SunCorp, a Hong Kong-based telephone manufacturer was getting its lunch eaten by competitors like Siemens and Phillips only a few years ago. Today, it has achieved the position of the number two supplier of digital cordless phones in the world — thanks to an innovative design process that helped them produce very different handsets for different markets in record time by leveraging a common platform design.
To pull off this feat, SunCorp partnered with Alloy Ltd., a product design consultancy firm that has pioneered an innovative product development process. Called the Alloy holistic 3D process, they say it produces cost-effective, easy-to-implement designs that can be extended across entire product families.
“The key is that at the start of every project, we make intelligent assumptions about what constraints will inevitably apply,” says Gus Desbarats, chairman and founder of Alloy. A trained designer with degrees in mechanical and systems engineering, he says the process involves estimates of such things as the size and shape of the main internal components — things that will remain constant across all model variations.
Alloy leverages UGS' NX digital product development technology in its design work flow. At the start of the process, estimates of the main internal components are modeled in UGS NX CAD software as part of the assembly. The team has the authority to revise these assumed shapes during the industrial design phase, points out Desbarats, but only within certain boundary conditions agreed to at the start. The team then moves quickly from early theme sketches straight into 3D around the internal assumptions, bypassing 2D renderings.
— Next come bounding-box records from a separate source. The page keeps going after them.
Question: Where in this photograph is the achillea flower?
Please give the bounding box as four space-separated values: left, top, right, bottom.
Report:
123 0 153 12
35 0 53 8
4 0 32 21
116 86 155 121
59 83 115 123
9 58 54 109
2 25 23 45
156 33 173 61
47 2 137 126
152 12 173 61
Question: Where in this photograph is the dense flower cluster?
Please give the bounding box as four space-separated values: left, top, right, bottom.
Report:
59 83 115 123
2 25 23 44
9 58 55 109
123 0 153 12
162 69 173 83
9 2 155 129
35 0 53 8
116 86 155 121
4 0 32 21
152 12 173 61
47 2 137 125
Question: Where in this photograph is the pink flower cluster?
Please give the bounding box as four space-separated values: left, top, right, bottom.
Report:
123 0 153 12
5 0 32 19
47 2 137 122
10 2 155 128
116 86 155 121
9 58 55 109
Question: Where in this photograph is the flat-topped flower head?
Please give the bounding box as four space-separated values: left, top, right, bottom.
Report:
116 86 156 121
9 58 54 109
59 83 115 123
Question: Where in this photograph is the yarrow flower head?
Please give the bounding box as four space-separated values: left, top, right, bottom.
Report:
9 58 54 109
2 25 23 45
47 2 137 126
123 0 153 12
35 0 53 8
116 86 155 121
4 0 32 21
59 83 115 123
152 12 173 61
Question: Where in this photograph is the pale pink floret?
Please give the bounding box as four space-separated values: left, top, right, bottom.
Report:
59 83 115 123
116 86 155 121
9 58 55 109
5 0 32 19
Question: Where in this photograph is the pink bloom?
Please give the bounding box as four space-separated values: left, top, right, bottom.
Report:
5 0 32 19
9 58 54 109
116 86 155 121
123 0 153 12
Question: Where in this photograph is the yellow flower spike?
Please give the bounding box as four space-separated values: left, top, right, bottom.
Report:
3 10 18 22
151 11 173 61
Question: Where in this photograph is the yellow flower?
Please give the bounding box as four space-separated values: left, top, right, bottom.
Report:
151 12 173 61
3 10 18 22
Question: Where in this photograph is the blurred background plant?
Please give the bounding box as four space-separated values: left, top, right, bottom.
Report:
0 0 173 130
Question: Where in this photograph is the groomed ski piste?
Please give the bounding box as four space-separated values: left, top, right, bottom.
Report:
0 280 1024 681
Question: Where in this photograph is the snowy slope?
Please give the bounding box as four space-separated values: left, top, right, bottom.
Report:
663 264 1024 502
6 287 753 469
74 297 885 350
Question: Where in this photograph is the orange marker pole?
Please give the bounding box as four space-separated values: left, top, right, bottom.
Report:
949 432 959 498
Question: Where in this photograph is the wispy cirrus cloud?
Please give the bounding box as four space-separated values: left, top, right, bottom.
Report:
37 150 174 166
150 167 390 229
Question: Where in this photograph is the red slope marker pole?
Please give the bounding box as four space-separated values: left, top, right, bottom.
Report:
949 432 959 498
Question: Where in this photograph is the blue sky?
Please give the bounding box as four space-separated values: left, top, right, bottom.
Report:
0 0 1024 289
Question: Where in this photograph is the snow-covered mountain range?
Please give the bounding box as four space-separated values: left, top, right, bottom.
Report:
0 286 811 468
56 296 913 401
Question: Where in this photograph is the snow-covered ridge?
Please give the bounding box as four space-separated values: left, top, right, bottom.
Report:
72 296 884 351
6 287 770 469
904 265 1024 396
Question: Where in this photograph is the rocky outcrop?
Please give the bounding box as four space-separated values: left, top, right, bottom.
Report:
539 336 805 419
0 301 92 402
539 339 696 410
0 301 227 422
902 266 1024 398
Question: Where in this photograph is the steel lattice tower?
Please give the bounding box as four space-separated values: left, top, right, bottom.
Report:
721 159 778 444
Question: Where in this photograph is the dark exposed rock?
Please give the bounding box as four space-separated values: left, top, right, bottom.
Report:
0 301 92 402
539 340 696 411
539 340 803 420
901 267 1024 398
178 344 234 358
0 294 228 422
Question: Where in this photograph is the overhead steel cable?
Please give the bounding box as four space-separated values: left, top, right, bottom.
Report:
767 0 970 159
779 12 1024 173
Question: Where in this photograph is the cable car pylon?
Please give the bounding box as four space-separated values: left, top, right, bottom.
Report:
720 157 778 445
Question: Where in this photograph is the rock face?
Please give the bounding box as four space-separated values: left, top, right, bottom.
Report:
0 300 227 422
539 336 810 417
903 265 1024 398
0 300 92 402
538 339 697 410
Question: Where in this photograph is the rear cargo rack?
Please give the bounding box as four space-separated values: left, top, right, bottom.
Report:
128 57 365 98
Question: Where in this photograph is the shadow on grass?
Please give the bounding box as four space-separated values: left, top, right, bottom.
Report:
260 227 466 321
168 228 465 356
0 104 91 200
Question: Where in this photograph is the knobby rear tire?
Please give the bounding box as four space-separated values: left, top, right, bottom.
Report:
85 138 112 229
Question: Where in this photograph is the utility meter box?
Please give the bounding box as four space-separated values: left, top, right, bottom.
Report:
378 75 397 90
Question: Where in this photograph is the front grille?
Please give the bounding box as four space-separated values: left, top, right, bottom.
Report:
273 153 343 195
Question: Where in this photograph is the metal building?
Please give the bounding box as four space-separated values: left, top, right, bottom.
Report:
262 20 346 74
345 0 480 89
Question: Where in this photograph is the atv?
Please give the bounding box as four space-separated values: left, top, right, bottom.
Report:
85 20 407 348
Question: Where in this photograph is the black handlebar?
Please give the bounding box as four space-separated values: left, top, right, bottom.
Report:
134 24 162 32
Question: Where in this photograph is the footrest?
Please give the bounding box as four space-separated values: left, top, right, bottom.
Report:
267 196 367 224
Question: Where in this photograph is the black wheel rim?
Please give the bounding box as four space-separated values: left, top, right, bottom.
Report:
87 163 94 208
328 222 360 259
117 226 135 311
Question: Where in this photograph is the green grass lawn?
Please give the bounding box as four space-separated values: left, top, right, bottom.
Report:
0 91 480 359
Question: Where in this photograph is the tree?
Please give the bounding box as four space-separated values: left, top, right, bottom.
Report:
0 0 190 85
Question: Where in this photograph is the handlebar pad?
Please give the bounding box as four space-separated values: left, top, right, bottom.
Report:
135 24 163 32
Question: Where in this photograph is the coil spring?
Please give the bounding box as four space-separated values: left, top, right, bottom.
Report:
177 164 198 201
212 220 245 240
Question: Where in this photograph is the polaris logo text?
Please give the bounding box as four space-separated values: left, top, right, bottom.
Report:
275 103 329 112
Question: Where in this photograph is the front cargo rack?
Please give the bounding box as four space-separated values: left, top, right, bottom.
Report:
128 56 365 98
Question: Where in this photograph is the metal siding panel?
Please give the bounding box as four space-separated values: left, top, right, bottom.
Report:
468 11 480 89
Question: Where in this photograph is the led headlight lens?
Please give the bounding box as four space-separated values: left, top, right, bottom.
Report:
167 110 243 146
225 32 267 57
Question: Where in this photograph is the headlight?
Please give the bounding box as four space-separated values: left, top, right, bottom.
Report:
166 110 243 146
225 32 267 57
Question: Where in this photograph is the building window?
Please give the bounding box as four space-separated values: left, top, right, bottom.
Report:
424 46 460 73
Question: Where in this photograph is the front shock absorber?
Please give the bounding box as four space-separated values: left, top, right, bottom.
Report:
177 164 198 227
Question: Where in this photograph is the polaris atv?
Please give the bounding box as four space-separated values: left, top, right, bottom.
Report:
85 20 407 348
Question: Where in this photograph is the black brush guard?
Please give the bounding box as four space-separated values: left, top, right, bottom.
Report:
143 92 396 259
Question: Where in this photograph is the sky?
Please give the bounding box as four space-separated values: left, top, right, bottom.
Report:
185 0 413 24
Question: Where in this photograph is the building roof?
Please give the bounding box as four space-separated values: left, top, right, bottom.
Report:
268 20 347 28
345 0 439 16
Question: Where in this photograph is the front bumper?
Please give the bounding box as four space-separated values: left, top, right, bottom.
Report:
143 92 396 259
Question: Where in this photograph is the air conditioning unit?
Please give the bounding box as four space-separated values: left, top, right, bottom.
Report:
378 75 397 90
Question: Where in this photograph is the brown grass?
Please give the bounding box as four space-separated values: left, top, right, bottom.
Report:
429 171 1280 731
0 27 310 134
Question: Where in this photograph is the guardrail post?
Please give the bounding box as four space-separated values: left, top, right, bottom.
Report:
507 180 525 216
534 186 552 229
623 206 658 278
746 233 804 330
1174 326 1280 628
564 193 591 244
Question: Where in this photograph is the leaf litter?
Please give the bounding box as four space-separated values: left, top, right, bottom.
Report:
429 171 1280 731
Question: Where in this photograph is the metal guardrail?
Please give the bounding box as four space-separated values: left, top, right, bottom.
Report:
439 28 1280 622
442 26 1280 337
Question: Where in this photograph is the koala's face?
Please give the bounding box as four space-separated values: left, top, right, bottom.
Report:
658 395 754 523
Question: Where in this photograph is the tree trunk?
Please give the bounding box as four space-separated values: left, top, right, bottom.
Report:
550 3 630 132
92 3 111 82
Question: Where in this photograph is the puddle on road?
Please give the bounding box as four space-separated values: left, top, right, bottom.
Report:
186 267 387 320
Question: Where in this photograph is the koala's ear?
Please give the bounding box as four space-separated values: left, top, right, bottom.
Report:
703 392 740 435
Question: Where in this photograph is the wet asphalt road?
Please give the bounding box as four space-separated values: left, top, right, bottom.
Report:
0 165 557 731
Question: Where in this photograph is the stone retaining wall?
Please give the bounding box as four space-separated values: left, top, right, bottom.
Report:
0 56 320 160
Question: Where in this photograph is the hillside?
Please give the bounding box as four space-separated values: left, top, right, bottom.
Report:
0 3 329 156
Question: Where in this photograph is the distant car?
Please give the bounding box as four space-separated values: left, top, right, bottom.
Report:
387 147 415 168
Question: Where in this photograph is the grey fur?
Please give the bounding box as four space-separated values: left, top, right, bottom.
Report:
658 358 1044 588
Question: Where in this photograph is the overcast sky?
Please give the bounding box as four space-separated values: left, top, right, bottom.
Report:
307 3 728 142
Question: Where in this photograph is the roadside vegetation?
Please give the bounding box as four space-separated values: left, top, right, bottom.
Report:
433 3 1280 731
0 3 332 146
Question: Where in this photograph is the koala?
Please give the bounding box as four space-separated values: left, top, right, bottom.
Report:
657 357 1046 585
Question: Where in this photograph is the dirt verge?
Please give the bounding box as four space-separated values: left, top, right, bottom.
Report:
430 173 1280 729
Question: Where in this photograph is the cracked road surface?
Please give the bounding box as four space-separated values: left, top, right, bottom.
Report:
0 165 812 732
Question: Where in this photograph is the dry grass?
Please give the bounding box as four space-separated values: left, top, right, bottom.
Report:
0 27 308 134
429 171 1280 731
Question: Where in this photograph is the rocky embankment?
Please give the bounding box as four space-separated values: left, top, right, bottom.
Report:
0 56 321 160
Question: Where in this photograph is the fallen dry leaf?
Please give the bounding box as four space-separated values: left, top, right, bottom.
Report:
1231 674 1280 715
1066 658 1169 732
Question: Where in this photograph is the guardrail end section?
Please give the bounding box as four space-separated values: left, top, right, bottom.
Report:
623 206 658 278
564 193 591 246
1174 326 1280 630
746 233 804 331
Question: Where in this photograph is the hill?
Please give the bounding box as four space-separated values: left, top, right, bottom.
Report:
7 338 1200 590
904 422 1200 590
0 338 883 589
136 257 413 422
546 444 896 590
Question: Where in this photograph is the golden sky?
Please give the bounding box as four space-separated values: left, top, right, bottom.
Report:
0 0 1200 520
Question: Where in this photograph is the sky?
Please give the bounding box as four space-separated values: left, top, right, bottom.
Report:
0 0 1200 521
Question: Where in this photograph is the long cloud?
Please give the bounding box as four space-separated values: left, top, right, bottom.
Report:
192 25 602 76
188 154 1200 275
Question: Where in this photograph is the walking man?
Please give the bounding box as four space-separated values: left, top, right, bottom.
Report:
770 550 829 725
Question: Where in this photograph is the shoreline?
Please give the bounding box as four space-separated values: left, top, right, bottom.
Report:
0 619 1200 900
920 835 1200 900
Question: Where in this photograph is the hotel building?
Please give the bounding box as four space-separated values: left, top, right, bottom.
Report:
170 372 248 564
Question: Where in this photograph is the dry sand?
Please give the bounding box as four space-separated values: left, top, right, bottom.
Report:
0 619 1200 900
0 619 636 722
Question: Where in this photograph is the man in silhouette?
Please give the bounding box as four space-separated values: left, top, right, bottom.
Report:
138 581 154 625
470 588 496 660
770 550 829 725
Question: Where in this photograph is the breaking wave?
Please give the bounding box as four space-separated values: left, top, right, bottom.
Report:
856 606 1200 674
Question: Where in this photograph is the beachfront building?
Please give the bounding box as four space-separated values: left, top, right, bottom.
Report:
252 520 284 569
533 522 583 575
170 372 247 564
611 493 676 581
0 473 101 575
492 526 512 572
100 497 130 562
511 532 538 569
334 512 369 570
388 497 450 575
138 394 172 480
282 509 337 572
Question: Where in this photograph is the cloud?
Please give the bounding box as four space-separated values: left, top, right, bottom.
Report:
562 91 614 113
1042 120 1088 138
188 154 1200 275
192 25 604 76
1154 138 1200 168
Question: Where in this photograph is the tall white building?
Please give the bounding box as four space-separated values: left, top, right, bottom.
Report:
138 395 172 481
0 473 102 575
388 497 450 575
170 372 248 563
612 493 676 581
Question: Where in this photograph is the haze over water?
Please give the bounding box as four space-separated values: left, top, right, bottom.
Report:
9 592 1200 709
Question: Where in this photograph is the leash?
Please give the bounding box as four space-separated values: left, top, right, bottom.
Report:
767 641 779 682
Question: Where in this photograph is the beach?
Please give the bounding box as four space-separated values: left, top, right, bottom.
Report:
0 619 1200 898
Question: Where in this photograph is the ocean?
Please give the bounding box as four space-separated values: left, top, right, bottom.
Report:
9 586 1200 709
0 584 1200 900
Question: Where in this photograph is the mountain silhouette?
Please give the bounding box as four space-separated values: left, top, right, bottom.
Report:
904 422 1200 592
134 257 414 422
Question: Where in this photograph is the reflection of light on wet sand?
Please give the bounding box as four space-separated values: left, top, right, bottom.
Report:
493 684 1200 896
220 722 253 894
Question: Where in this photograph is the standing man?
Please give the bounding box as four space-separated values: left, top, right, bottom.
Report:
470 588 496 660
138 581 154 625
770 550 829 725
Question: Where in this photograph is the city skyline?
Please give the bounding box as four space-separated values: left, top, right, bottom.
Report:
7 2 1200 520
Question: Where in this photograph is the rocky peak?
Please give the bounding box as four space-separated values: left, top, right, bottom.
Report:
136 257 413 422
By creating 3D visuals and then 3D solid shells early in the design stage with NX, Desbarats says this “pre-CAD phase” not only eliminates the kind of interpretation problems inherent in handing over an industrial designer's sketch but also makes the whole process more efficient because the models are ultimately reusable. Alloy estimates this process can eliminate the effort on the part of mechanical engineers by some 40 percent.
“What we have essentially eliminated at this point is the need for the design engineer to do any reverse engineering or deal with only crude approximations. If they had to take an Alias shell out of a 3D surfacing product, for example, they would have had to find ways to effectively convert that into a parametric solid in the solid modeling tool they were using,'” says Desbarats. “In contrast, what we are delivering is a detailed model right down to the wall thickness.”
Design engineers downstream can then work concurrently on different aspects of the design or different models by creating a wave link in NX so that all models share access to the common package data. In the case of SunCorp, model variations included such details as the outer profile, earpiece detail and display bezel (see images at left).
Desbarats says the approach has two other benefits. “One, we can be far more innovative with the overall shape of the device because we have a better feel for the risks behind our decisions,” he says. “And, two, any design we create is less likely to need late changes.”